Oversupply, specifically performance oversupply, is an excess of features for a given product or industry. Established firms may commit to these top-tier products that provide more performance than customers care about.

Read more about performance oversupply and the opportunities for disruptive innovation.

What Is Oversupply?

The problem for established companies is that performance oversupply creates an opening for disruptive technology to forge a place in the market. Disruptive products that meet customers’ needs and offer lower prices, convenience, and more simplicity can edge existing products—and established firms—out of the market. 

Technology oversupply triggers products to enter the next phase in their life cycles. Each phase is characterized by the primary reason customers choose one product over another. The phases include: 

  1. Functionality: Which product does the job best? 
  2. Reliability: Which product does the job most consistently? 
  3. Convenience: Which product is easiest to buy and use? 
  4. Price: Which product is the most affordable? 

Three Options

Companies that may be facing performance oversupply should evaluate how the technology and customers’ needs will likely progress. 

Is the technology likely to continue advancing, or will it soon be plateauing on the S-curve? And will customers have a need for additional improvements, or are there limitations for how they can use the technology? For example, car makers may be able to make engines more powerful, but drivers still have to abide by speed limits. 

By assessing these two trajectories, managers can determine the likelihood of performance oversupply. Companies that face performance oversupply have three options: 

  1. Climb upmarket, continually adopting sustaining technologies and pursuing higher-tier customers, while leaving lower-tier customers open for disruptive innovations. This is the course most companies take. 
  2. Keep pace with customers, meeting their needs even as their focus shifts from functionality to reliability to convenience to price. This is difficult to do successfully, for reasons we’ve talked about throughout this summary (for example, companies’ processes and values impede them from producing lower-cost products). 
  3. Leverage marketing to make customers want higher-performing products. However, it’s unclear how long a company can sustain this approach before a lower-tier disruptive product invades the market. 

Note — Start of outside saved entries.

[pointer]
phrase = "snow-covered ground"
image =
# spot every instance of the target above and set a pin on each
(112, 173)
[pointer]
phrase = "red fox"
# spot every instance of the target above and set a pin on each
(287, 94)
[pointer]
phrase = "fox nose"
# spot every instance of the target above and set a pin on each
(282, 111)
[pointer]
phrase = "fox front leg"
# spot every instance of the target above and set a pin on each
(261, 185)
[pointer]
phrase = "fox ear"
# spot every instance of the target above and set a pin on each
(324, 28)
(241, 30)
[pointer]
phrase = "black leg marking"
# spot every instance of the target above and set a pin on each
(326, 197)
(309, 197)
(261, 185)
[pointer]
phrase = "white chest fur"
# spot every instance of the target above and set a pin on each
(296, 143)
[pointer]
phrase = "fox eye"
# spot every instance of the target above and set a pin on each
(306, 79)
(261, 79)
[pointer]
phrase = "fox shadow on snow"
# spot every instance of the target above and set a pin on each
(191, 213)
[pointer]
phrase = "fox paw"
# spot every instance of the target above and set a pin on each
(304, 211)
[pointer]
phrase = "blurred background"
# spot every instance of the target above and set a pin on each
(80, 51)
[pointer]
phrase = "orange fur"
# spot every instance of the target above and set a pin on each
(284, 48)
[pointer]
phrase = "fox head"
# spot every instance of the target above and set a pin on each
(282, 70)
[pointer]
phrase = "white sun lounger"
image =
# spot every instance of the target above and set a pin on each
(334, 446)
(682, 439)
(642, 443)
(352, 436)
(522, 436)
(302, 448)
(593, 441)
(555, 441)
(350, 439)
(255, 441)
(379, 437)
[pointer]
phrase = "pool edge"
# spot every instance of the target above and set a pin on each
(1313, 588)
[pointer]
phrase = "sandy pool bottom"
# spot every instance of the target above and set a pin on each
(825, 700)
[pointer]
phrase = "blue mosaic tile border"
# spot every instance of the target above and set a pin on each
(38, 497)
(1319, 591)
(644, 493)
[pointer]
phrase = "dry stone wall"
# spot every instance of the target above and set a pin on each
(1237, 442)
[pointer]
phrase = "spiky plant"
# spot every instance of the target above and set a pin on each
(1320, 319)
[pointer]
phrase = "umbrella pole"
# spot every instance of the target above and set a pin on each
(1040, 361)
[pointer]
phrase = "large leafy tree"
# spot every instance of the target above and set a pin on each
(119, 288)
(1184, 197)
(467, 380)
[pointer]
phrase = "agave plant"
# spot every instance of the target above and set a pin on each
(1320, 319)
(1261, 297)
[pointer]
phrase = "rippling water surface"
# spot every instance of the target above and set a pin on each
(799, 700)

Any of these strategies can work if a company executes it with a clear understanding of the trajectories of its customers’ needs and of the technological advancements. 

Performance oversupply is straightforward in theory, but it requires managers to be acutely tuned into their customers and the market as a whole. 

Throughout a product’s existence up to that point, the managers have maintained success by asking the same question: How can we make this product perform better? Managers must recognize when that is no longer the most important question.